Having identified the cell and the profile, the consistency check is carried out using the contemporaneous data on the cell and the zone to complete the initial determination as to the validity of the complaint, using the methods described above.
If the complaint is deemed valid, the next step in the process is to determine what if any changes are required to be made to the current version of the profile, given the current configuration of the radio network.
If the cell has since been decommissioned, no change will be made.
In some cases the cell may already be in the profile. This could happen through the automatic reliability enhancements mechanisms described in PCT Application No. PCT/AU/001783 entitled "Methods and Systems for Zone Creation and Adaptation." If the cell is already in the profile, the system advises the customer care agent of this enabling them to confirm to the customer that the issue has already been addressed.
If the cell is still missing from the profile, the system adds a new entry to the profile, corresponding to the cell. This entry would reflect the current details for that cell including any change of Cell ID for instance since the original call.
As noted earlier, while the description presented here is described in terms of voice calls, the same facilities and processing are applicable to other mobile telephony services including video calling, SMS, USSD, POC & packet data.
While the preceding paragraphs have described the use of certain embodiments of the present disclosure primarily in terms of a home zone service, the same system can also be applied to other zone detection scenarios. Location based mobile advertising is one such scenario. To illustrate, assume that a wireless access provider wishes to offer promotions to subscribers at particular locations (zones). These promotions could be related to the provider's own products & services or could be on behalf of other enterprises, as a delivery channel for a third party mobile advertising service.
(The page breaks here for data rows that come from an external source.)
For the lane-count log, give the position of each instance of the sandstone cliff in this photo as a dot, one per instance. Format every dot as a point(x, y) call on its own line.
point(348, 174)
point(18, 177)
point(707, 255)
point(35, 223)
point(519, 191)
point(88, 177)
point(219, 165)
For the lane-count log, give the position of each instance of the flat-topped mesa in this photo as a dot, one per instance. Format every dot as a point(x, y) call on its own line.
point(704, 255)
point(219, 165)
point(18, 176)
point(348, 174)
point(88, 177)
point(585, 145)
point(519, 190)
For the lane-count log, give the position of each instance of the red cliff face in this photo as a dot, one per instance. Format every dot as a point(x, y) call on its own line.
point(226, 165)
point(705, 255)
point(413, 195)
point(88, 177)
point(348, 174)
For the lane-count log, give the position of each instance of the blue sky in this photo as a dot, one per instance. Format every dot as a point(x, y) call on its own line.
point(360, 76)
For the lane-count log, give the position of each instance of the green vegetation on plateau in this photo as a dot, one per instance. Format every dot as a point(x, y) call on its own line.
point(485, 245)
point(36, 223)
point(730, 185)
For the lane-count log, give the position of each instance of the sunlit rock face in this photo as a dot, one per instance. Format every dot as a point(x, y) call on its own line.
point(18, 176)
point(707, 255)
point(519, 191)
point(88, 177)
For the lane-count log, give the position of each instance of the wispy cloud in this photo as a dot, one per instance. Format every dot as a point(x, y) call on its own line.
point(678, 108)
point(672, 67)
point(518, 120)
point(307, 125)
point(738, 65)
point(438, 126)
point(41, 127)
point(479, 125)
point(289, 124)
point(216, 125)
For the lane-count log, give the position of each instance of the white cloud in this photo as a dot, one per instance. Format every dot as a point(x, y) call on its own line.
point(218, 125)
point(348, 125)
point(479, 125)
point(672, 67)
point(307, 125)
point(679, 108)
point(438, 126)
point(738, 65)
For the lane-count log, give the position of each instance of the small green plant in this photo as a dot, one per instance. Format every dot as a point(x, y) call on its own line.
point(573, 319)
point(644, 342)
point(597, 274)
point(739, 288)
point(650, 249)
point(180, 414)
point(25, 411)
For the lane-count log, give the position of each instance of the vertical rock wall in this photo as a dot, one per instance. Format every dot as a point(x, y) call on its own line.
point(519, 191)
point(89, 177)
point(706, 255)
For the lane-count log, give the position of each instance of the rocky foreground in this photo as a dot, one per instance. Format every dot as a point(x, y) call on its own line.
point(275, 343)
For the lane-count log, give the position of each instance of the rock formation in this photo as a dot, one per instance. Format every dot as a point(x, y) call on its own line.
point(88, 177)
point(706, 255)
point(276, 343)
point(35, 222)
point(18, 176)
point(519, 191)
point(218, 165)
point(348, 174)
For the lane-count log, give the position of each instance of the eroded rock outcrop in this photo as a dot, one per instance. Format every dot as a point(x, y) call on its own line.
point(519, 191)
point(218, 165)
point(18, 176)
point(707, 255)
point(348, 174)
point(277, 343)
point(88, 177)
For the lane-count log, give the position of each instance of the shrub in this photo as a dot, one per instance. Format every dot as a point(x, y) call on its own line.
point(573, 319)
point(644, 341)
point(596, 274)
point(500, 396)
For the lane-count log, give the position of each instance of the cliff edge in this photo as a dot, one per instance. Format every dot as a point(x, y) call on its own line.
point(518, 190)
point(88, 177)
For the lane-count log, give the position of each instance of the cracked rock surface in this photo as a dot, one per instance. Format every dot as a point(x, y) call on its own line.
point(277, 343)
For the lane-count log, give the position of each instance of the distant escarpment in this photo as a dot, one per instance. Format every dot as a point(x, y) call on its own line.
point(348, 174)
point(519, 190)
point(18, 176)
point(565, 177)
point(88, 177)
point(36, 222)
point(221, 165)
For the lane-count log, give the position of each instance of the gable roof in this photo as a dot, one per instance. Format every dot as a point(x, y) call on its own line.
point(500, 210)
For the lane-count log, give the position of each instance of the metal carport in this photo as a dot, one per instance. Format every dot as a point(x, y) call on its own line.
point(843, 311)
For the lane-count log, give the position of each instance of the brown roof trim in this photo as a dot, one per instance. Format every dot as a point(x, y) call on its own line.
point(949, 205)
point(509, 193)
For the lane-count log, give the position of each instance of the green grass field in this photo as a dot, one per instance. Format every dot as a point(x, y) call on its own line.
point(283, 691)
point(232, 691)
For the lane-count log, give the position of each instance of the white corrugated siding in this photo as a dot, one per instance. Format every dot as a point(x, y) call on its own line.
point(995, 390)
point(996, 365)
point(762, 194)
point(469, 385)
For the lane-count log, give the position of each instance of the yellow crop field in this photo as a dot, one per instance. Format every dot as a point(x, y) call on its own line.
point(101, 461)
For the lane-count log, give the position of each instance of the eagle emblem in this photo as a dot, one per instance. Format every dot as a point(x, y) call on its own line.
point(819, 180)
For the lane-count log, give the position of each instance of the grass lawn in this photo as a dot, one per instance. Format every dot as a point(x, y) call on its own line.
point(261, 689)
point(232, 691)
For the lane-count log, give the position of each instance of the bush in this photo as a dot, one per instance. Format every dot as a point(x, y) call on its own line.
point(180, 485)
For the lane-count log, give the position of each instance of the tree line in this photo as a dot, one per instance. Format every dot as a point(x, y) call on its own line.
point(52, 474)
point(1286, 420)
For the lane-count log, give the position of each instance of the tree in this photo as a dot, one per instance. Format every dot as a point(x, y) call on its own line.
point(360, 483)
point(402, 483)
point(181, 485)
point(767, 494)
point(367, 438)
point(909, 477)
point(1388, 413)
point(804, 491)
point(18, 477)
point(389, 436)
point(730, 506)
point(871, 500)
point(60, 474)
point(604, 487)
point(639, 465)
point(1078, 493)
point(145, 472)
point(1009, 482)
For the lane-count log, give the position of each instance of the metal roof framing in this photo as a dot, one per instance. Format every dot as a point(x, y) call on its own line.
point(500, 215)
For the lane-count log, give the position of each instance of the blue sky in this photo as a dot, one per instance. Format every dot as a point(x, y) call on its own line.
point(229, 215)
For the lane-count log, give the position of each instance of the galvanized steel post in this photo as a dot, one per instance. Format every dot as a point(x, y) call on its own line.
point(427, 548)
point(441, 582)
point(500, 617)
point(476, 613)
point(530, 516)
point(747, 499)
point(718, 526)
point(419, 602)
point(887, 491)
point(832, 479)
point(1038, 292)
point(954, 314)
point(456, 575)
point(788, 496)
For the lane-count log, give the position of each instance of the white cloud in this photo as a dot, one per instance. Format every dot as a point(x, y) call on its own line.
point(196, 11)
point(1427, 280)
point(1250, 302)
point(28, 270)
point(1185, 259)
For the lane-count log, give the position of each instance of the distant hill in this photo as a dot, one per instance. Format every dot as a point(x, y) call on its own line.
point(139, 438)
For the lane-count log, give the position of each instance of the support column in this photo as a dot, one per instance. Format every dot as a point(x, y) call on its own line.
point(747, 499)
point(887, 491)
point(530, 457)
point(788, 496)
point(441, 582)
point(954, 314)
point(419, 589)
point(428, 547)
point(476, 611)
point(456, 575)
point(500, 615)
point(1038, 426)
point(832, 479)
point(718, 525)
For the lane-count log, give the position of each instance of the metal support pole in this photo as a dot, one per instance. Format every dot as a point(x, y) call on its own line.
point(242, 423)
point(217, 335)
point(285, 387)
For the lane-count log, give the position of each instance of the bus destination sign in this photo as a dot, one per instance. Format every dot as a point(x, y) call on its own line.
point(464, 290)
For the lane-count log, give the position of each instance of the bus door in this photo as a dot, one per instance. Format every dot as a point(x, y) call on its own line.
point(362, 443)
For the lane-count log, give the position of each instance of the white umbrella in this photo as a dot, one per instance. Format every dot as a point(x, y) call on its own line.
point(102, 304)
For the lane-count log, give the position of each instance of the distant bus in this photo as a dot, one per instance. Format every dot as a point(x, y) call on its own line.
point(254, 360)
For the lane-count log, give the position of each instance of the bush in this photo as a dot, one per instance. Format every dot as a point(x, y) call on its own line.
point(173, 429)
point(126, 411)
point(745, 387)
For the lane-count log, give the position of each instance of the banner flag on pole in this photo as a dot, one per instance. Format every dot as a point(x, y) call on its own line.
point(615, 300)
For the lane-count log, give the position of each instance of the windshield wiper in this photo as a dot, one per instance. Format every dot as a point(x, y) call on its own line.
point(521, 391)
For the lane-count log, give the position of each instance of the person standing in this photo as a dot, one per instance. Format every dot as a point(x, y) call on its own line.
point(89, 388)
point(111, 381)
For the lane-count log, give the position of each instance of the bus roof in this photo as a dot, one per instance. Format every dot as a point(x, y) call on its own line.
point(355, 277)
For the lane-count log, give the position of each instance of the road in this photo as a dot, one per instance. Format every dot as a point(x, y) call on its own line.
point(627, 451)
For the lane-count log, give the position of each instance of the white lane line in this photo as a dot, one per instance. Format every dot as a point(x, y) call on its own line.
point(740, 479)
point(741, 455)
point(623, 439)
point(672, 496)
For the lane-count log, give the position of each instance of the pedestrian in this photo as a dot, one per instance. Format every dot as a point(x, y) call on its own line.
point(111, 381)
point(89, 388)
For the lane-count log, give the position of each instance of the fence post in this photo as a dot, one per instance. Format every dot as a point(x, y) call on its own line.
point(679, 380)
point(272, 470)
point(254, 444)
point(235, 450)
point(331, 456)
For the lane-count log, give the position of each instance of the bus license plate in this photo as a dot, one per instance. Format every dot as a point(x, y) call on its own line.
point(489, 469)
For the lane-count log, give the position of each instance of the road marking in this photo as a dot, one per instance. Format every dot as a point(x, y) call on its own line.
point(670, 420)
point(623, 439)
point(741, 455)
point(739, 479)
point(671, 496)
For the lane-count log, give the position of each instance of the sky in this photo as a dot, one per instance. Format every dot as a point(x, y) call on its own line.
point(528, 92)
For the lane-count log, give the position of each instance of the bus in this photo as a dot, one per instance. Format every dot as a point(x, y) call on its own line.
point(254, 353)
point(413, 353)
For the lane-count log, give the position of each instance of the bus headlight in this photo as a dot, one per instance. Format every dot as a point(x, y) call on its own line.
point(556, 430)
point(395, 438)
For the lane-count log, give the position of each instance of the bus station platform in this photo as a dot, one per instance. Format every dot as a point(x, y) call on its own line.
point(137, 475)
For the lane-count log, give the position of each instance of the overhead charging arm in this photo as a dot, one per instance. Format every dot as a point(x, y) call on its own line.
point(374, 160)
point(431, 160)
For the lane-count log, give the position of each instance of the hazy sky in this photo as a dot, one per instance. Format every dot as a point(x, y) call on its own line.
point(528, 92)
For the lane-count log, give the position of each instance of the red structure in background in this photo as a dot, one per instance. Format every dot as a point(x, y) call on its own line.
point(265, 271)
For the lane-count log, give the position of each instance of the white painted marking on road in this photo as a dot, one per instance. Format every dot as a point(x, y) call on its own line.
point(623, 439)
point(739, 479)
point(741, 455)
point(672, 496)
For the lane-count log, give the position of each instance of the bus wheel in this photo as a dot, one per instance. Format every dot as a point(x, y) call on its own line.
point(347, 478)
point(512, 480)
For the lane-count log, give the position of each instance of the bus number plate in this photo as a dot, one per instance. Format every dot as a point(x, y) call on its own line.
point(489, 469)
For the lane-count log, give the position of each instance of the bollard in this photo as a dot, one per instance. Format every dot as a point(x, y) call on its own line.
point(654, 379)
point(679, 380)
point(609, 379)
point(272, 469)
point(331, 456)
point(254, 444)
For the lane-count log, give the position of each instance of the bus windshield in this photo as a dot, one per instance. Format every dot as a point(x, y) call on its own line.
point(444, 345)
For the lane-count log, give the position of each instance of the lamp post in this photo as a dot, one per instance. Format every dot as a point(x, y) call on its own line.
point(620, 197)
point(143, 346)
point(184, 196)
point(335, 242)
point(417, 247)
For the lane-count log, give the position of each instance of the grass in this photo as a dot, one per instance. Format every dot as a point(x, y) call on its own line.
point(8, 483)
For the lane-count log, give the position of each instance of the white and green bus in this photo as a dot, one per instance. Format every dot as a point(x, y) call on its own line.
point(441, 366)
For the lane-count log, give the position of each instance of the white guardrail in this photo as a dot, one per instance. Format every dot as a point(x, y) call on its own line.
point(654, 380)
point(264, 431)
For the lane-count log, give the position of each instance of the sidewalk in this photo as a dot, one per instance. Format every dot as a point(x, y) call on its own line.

Certain embodiments of the present disclosure can be used to opportunistically detect when subscribers are situated within one or more such zones, based on events such as call or SMS origination, location updating, and any other such events in which the subscriber's terminal interacts with the access network, revealing its proximity to that particular access point. The advantage in such cases is that the extent of the zones can be designed effectively according to the requirements of the advertising campaign, by adjusting the target reliability in the zone profile generation process.
A further option is to utilize the system as described here in conjunction with a mobile client based zone detection system for mobile advertising as described in PCT Application No. PCT/AU08/001374 entitled "Methods and Systems for Triggering Location Based Voice and/or Data Communications to or from Mobile Radio Terminals."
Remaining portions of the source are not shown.